With the vigorous development of fintech, the financial industry is undergoing a revolutionary change. The combination of model construction and financial data in the financial vertical field has become an important driving force for the innovation and development of financial technology. By integrating interdisciplinary research and systematic approaches, it is possible to explore the integrity and complexity of the financial system, go beyond single-point technological breakthroughs, and thus promote breakthroughs in financial technology. The development of technologies such as big data, artificial intelligence and machine learning enables people to acquire, analyze, store, share and integrate various heterogeneous data more quickly and efficiently.

However, the application of large models in the financial vertical still faces some challenges. The privacy of financial data and knowledge limits the ability to share and build large-scale datasets. Furthermore, the multimodal nature of financial data increases the complexity of model processing and modeling. In order to overcome these difficulties, it is imperative to strengthen industry-university-research cooperation, jointly build a more powerful basic model in the financial vertical field, and improve the ability of large models to express multi-modal data.

1. Constructing a financial vertical field model

Combination of financial data and general large models

The rise of fintech is changing the face of the financial industry, and achieving breakthroughs in fintech is crucial to promoting innovation and development in the financial sector. Holistic thinking and system cognition are the primary prerequisites for achieving breakthroughs in financial technology. The financial system is an open and complex giant system, and it is already difficult to rely on “point” technological breakthroughs to achieve overall improvement. Therefore, interdisciplinary research and systematic methods need to be the first choice for solving major and critical problems.

System cognition is to explore the solution to the problem from the composition of system elements, interaction mechanism and coupling effect. Finance and the real economy are a community of life. Scientific breakthroughs in the financial field must break through single-factor thinking and think from the overall dimensions of resource utilization, operational effectiveness, system flexibility, and sustainability.
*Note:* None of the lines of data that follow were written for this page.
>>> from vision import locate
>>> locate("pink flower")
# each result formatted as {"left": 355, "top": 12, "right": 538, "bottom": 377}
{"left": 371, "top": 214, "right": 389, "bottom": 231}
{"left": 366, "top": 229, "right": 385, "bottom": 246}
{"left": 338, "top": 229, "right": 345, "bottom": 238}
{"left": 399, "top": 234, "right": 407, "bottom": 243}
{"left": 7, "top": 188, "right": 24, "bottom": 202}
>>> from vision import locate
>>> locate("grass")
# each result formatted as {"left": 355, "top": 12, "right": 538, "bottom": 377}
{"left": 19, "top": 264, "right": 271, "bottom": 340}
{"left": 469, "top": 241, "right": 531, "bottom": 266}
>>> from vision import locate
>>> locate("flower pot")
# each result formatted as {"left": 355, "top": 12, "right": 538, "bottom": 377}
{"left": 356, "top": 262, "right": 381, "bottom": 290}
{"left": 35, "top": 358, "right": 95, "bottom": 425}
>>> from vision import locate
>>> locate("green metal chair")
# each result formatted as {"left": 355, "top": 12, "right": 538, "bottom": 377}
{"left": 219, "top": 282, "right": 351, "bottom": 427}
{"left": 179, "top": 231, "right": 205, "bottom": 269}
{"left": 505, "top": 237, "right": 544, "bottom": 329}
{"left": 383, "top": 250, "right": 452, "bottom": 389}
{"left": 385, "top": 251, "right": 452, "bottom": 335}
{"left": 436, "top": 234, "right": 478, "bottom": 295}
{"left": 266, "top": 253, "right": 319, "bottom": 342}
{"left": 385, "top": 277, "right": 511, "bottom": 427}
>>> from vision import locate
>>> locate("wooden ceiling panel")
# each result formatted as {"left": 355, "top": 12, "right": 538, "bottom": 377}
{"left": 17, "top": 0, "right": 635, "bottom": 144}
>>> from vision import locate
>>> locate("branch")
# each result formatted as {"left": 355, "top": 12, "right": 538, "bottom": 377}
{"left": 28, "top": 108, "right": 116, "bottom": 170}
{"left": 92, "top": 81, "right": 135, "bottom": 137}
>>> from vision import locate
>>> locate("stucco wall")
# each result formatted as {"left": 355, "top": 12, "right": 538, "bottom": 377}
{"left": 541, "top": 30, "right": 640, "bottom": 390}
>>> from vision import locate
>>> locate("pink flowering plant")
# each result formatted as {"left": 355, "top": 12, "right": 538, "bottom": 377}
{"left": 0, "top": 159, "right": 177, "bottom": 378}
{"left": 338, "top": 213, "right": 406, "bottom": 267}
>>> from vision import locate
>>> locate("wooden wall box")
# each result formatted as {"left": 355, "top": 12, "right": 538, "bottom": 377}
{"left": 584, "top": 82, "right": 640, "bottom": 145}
Data science and information technology are strategically key technologies in the financial field. Advances in data science and analytical technology provide important opportunities for breakthroughs in research and knowledge application in the financial field. The development of big data, artificial intelligence, machine learning and other technologies provides faster collection, analysis, storage, sharing and integration of heterogeneous data capabilities and advanced analysis methods. Data science and information technology can greatly improve the ability to solve complex problems, automatically integrate data and perform real-time modeling under dynamic conditions, and promote the formation of data-driven intelligent management and control.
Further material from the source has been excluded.